The yield curve to watch with recession fears growing
- Matt Phillips, author of Axios Markets


You might have noticed chatter about inverted yield curves lately. It's now worth paying closer attention to.
Driving the news: Growing fears about inflation have hammered a key measure of the yield curve in recent days, pushing it suddenly much closer to "inversion" territory.
Why it matters: An inverted yield curve is often said to be one of the single best objective predictors of economic recession.
How it works: Roughly speaking, the yield curve is the difference in yields on U.S. government debt with different maturities.
- When things are normal, short-term debt has a lower yield than longer-term debt — since the investor lending the money is taking on less risk.
- But every now and then, the yield on shorter-term debt zooms higher than that of longer-term bonds — and that's an inverted yield curve.
- There are many different versions of the yield curve.
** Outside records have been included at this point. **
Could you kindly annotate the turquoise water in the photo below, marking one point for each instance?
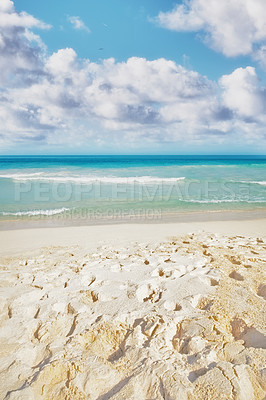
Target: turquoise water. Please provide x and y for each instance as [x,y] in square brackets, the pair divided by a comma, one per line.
[130,186]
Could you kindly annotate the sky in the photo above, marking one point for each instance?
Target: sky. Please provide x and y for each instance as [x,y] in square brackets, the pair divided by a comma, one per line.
[133,77]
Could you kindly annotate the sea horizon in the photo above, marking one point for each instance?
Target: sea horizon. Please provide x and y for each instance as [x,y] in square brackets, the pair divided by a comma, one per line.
[140,186]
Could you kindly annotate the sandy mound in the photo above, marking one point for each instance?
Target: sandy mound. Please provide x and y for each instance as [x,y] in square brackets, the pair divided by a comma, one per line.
[183,319]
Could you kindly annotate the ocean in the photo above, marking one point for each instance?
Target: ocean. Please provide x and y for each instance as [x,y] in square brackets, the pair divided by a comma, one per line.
[116,187]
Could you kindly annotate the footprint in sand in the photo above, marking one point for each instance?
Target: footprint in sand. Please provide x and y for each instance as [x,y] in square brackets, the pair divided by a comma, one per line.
[235,275]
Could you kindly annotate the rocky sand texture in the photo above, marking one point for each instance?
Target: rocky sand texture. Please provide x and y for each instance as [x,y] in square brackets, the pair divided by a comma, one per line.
[182,319]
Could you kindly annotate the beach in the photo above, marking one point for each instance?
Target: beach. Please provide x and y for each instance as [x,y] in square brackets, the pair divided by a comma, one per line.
[134,311]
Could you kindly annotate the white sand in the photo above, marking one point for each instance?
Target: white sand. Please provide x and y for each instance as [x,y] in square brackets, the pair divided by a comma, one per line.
[121,312]
[23,240]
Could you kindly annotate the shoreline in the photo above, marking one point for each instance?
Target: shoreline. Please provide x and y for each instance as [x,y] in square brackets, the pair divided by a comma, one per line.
[21,241]
[60,221]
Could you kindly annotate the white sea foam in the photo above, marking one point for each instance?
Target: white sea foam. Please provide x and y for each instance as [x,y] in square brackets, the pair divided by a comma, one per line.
[263,183]
[90,179]
[36,212]
[216,201]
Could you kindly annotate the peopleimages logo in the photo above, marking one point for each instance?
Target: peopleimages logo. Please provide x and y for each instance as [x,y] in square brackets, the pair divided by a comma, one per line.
[159,190]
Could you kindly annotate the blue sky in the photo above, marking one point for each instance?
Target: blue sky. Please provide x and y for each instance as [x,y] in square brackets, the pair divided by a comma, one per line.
[142,76]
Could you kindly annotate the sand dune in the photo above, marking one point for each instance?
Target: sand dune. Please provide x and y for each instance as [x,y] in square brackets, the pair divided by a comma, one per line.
[179,319]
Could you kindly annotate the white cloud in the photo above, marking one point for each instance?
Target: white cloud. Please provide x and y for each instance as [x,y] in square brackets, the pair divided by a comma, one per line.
[18,52]
[232,27]
[57,98]
[242,93]
[78,24]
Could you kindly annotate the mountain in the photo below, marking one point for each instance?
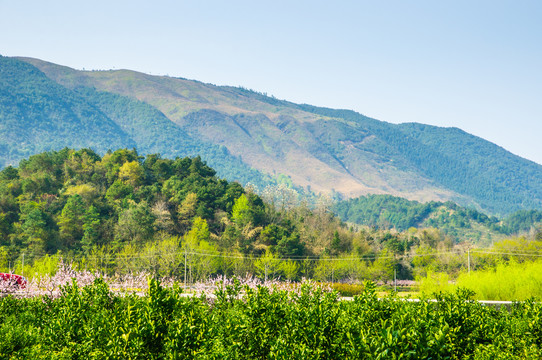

The most commonly cited one — the difference between two-year and 10-year Treasury notes — is already deeply inverted, and has been for a while.
The intrigue: But according to economists, that's not the iteration of the curve that actually has predictive power about the economy.
- The one that does — the difference between three-month Treasury bills and 10-year notes — was looking pretty healthy until a few weeks ago. (This version of the curve was the one that was originally spotlighted as a great indicator by economist Campbell Harvey in the 1980s.)
Threat level: Since just the end of June, this crucial version of the yield curve has collapsed from roughly 1.6 percentage points to about 0.60 percentage points.
What to watch: If it falls below zero — thus inverting — and stays that way for about a month, it would suggest higher odds that we fall into a recession over the next 18 months.